Lung-infected area segmentation is crucial for assessing the severity of lung diseases. However, existing image-text multi-modal methods typically rely on labour-intensive annotations for model training, posing challenges regarding time and expertise. To address this issue, we propose a novel attribute knowledge-guided framework for unsupervised lung-infected area segmentation (AKGNet), which achieves segmentation solely based on image-text data without any mask annotation. AKGNet facilitates text attribute knowledge learning, attribute-image cross-attention fusion, and high-confidence-based pseudo-label exploration simultaneously. It can learn statistical information and capture spatial correlations between image and text attributes in the embedding space, iteratively refining the mask to enhance segmentation. Specifically, we introduce a text attribute knowledge learning module by extracting attribute knowledge and incorporating it into feature representations, enabling the model to learn statistical information and adapt to different attributes. Moreover, we devise an attribute-image cross-attention module by calculating the correlation between attributes and images in the embedding space to capture spatial dependency information, thus selectively focusing on relevant regions while filtering irrelevant areas. Finally, a self-training mask improvement process is employed by generating pseudo-labels using high-confidence predictions to iteratively enhance the mask and segmentation. Experimental results on a benchmark medical image dataset demonstrate the superior performance of our method compared to state-of-the-art segmentation techniques in unsupervised scenarios.
Paper Structure (26 sections, 11 equations, 5 figures, 3 tables)
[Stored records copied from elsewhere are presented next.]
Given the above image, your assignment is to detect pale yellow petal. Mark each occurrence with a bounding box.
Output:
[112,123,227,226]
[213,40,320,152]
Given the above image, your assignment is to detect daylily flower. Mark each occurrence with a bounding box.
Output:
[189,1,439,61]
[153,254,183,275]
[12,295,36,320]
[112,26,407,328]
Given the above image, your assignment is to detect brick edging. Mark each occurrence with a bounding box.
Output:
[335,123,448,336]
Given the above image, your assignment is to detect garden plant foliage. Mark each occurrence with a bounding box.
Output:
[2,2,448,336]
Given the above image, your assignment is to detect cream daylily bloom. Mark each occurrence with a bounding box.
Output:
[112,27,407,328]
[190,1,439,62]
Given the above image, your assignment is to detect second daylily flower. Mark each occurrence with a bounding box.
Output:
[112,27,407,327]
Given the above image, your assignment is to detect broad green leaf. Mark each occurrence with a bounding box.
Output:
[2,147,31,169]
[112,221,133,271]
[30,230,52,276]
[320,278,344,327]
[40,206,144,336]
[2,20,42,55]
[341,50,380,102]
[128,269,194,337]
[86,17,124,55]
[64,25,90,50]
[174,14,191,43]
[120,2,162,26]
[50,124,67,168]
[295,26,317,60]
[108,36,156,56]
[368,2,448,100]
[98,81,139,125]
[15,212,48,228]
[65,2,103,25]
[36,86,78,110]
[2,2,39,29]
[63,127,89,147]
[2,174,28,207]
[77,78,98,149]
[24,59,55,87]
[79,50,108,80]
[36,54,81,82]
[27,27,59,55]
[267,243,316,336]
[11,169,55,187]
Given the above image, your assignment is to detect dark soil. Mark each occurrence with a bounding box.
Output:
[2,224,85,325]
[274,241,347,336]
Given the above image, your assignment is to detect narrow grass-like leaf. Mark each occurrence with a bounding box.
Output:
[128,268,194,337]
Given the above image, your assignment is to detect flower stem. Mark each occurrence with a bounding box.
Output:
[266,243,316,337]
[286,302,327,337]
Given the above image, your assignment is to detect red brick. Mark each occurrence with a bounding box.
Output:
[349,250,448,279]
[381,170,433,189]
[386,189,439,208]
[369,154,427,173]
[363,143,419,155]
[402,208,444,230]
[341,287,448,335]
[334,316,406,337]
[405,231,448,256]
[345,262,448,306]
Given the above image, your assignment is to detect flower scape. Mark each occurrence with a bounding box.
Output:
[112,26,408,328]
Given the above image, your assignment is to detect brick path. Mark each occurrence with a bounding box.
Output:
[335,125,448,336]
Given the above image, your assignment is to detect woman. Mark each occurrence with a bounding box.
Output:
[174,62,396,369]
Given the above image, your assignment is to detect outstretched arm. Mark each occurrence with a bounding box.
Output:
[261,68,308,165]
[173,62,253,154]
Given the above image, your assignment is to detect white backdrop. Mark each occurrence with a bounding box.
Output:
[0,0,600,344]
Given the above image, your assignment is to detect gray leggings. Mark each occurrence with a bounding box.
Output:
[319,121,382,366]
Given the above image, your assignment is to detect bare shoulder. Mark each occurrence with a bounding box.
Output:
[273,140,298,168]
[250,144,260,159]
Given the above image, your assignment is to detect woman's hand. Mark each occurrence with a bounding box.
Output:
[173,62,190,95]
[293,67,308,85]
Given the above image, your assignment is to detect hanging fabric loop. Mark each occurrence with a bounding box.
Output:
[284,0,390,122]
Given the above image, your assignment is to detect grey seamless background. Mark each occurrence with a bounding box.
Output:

This paper contains 26 sections, 11 equations, 5 figures, 3 tables.

Figures (5)

  • Figure 1: Illustration of the proposed idea. (a) Existing methods require mask annotations to train the model to achieve image-text lung infection region segmentation. (b) Our proposed method does not require mask annotation to achieve image-text unsupervised lung infection region segmentation by mining the valuable text attribute knowledge to learn statistical information.
  • Figure 2: An overview of the proposed AKGNet. First, a coarse mask is generated. Next, text attribute knowledge is extracted from text descriptions to construct the training target for the text attribute classifier. Then, the mask-guided image features extracted from the image encoder are fed into the classifier to compute $L_{a}$. The attribute-image fusion features generated by AICA module are fed into the image decoder to generate a prediction mask, which is used to compute $L_{c}$ with the coarse mask. Finally, the self-training mask refining process is implemented by computing $L_{st}$.
  • Figure 3: Ablation study of the (a) impact of different attributes in $L_{a}$; (b) impact of using mask-guided intermediate features or original intermediate features; (c) impact of the threshold in self-training $\delta$. We report the Dice values.
  • Figure 4: Impact of the weight of different losses (a) $\lambda_{c}$; (b) $\lambda_{a}$ and (c) $\lambda_{st}$. We report the Dice values.
  • Figure 5: Visualization examples of different methods. The left two columns represent input images and ground-truths. The rightmost column represents the segmentation results of our proposed AKGNet, and the remaining two columns represent the results of UNet and LViT.